Die ummauerte Altstadt Vila Vella, die 1931 zum nationalen Kulturerbe erklärt wurde, ist das Wahrzeichen der Stadt. Heute ist sie das einzige noch erhaltene Beispiel für eine mittelalterliche Stadtbefestigung im katalanischen Küstenraum. Sie wurde Ende des 12. Jh. gebaut, einer Zeit aus der aber wenige Elemente erhalten sind. Alles, was heute an der Mauer zu sehen ist, geht auf diverse Restaurierungen, besondern im späten 16. und 18. Jh. zurück.

Von der Anlage mit ihren aufstrebenden Mauern ist der Orignalumfang immer noch fast gänzlich erhalten. Der Mauerverlauf bietet vier Großtürme und drei Zylindertürme, die durch Festungsmauern verbunden sind. Die bekanntesten Türme sind der Turm des Jonàs, der die Bucht beherrscht, der Stundenturm, der am Eingang des Waffenhofes liegt und seinen Namen der Tatsache verdankt, das er der einzige Ort war, an dem es eine öffentliche Uhr gab, sowie der Turm des Codolar, der auch unter dem Namen Ehrenturm bekannt ist und der über den Strand des Codolar ragt.
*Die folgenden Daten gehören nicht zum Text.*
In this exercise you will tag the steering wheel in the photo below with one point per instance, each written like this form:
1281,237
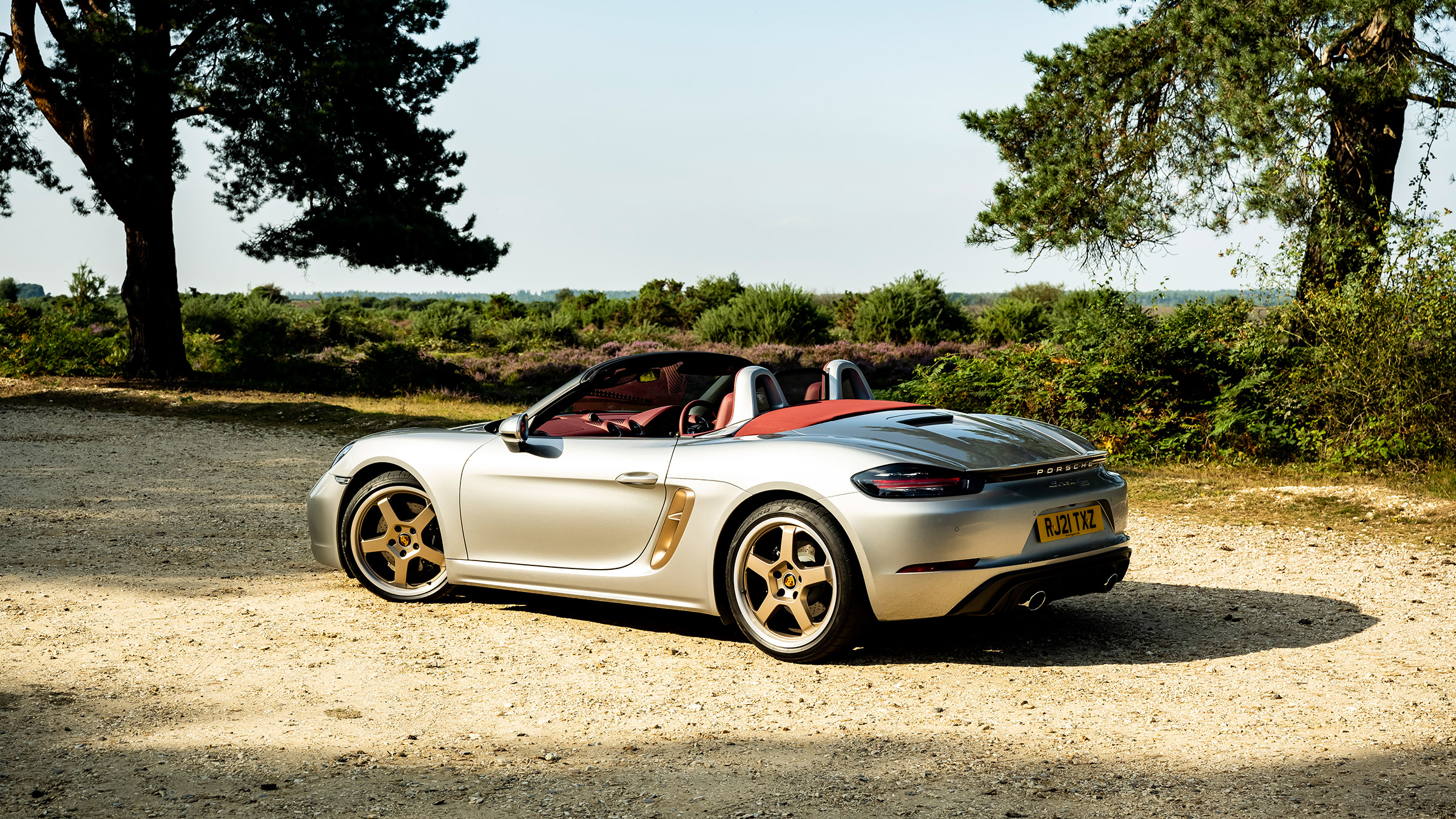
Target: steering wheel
686,428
Am höchsten Punkt der Vila Vella befand sich das Schloss, das aus einem Wachturm und einer rechteckigen Anlage bestand. Heute existiert es nicht mehr, sein Standort wurde dazu genutzt, den heutigen Leuchtturm zu errichten. Das Innere der Vila Vella ist ein zauberhafter Ort mit engen Gassen mit Kopfsteinpflaster.

Man kann noch den Zauber der vielen gotischen Fenster genießen, die wunderbar erhalten sind. Zum Zeitpunkt ihrer Blüte (15. Jh.), bestand die Vila Vella aus 80 Häusern. Die meisten Häuser nutzten die Stadtmauer als Rückwand. Ab dem 16. Jh. begann die Stadt sich außerhalb der Mauern auszudehnen. Die ersten Gebäude entstanden im Viertel Sa Roqueta und dann entlang des Wegs. Hier ist besonders das herrliche vergoldete Portal hervorzuheben, über das man die Vila Vella hin zum Waffenhof betritt.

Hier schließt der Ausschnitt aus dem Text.